IMF’s regional director visits Pakistan to discuss budget issues amid ongoing negotiations

Jihad Azour's visit comes as Pakistan and the IMF work through key issues on taxes and government spending for the next fiscal year.

The International Monetary Fund’s (IMF) Regional Director for the Middle East and Central Asia, Jihad Azour, is in Pakistan this week to meet with senior government officials, including Prime Minister Shehbaz Sharif and Finance Minister Muhammad Aurangzeb, as the two sides continue negotiations over the country’s budget for the upcoming fiscal year.

According to a news report, the visit, coming shortly after the IMF approved the second tranche of Pakistan’s $7 billion loan program, highlights the ongoing cooperation between Pakistan and the IMF, despite opposition from India. The exact purpose of Azour’s visit remains undisclosed, but it coincides with the IMF staff’s continued discussions with Pakistan on key budget-related issues for fiscal year 2025-26.

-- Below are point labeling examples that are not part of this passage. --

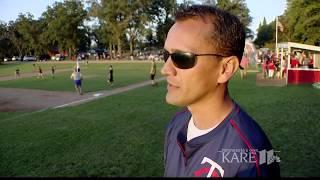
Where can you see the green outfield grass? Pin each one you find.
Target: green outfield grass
(122, 135)
(95, 76)
(8, 69)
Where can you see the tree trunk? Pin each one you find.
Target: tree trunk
(131, 46)
(119, 47)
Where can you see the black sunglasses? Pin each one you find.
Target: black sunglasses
(184, 60)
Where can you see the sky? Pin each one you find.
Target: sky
(10, 9)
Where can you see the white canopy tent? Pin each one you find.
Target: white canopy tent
(286, 48)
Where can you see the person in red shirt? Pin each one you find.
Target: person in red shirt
(271, 68)
(294, 62)
(310, 64)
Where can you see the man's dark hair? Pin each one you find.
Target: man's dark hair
(227, 34)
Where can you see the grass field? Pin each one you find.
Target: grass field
(122, 135)
(95, 76)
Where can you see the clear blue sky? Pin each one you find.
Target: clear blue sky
(10, 9)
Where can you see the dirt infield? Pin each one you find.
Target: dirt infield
(13, 99)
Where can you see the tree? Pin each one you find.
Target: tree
(137, 21)
(238, 8)
(6, 46)
(64, 25)
(161, 13)
(114, 15)
(265, 34)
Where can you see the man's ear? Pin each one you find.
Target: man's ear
(229, 67)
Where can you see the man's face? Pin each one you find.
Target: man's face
(198, 84)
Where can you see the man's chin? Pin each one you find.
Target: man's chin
(174, 101)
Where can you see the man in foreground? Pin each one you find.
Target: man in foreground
(202, 53)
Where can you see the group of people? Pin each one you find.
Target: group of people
(212, 136)
(301, 59)
(40, 71)
(270, 65)
(77, 77)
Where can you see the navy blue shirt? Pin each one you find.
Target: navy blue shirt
(237, 147)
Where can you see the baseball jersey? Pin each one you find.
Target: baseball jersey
(237, 147)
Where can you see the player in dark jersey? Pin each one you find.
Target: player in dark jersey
(213, 136)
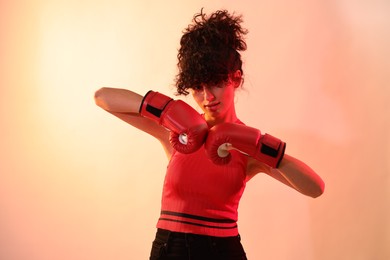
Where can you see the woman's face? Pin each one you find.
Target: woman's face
(217, 101)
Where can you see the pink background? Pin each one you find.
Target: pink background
(77, 183)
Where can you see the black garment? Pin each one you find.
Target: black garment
(183, 246)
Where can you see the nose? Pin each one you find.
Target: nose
(208, 93)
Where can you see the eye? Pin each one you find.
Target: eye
(198, 89)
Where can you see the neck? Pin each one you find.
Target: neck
(212, 121)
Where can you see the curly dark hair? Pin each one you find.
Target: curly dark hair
(209, 50)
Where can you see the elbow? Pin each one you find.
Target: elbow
(99, 98)
(318, 190)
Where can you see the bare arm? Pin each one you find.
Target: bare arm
(291, 172)
(125, 104)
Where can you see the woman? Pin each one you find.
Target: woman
(211, 155)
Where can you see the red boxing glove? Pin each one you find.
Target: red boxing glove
(188, 127)
(227, 136)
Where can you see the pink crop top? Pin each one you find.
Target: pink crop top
(201, 197)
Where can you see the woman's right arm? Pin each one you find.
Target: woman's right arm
(125, 105)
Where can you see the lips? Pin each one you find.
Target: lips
(212, 106)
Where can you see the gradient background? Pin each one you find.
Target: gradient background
(77, 183)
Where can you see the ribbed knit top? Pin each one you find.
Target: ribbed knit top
(201, 197)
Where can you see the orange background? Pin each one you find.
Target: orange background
(77, 183)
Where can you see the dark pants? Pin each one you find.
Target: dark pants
(182, 246)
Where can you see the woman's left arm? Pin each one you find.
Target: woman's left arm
(300, 176)
(291, 172)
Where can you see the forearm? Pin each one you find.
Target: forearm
(118, 100)
(300, 176)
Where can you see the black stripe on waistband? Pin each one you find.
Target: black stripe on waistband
(190, 216)
(197, 224)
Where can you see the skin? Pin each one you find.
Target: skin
(217, 104)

One of the major sticking points in the discussions is the IMF’s condition that Pakistan secure parliamentary approval of the new budget in line with the staff agreement, limiting the government’s flexibility in implementing its own agenda. 

Prime Minister Sharif has expressed a desire to provide relief to the salaried class, but the IMF’s strict targets leave little room for such adjustments.

Sources indicate that the IMF has raised concerns over several aspects of the budget, including defense spending and tax targets. The federal government plans to allocate nearly Rs2.504 trillion for defense in the next fiscal year, marking an 18% increase over the current year’s allocation. 

However, the IMF’s staff report indicated a smaller increase in defense spending, at 12%, while some grants and subsidies remain unresolved.

The Federal Board of Revenue (FBR) has also presented its tax proposals, with a target of Rs14.07 trillion for the next fiscal year. This figure is about Rs240 billion lower than the earlier target agreed upon by the IMF and the government. The government is also considering raising the petroleum levy to Rs100 per liter, which could generate over Rs1.3 trillion in non-tax revenue.

Despite these measures, there are concerns about the government’s ability to meet its revenue targets. The FBR’s failure to meet the IMF-set target of Rs36.7 billion from traders under the Tajir Dost Scheme has raised questions about its capacity to deliver on future tax goals.

PM Sharif has emphasized that providing relief to salaried individuals is a priority. While income tax relief and reductions in super tax rates have been proposed, the Prime Minister has indicated that these measures are insufficient, urging tax authorities to provide more substantial relief to workers.

In addition, the government is reviewing its approach to collecting taxes from retailers, with the IMF proposing a new target for the next fiscal year to address shortcomings in the Tajir Dost Scheme. The government and the IMF have agreed on a revised tax collection goal of Rs531 billion from retailers.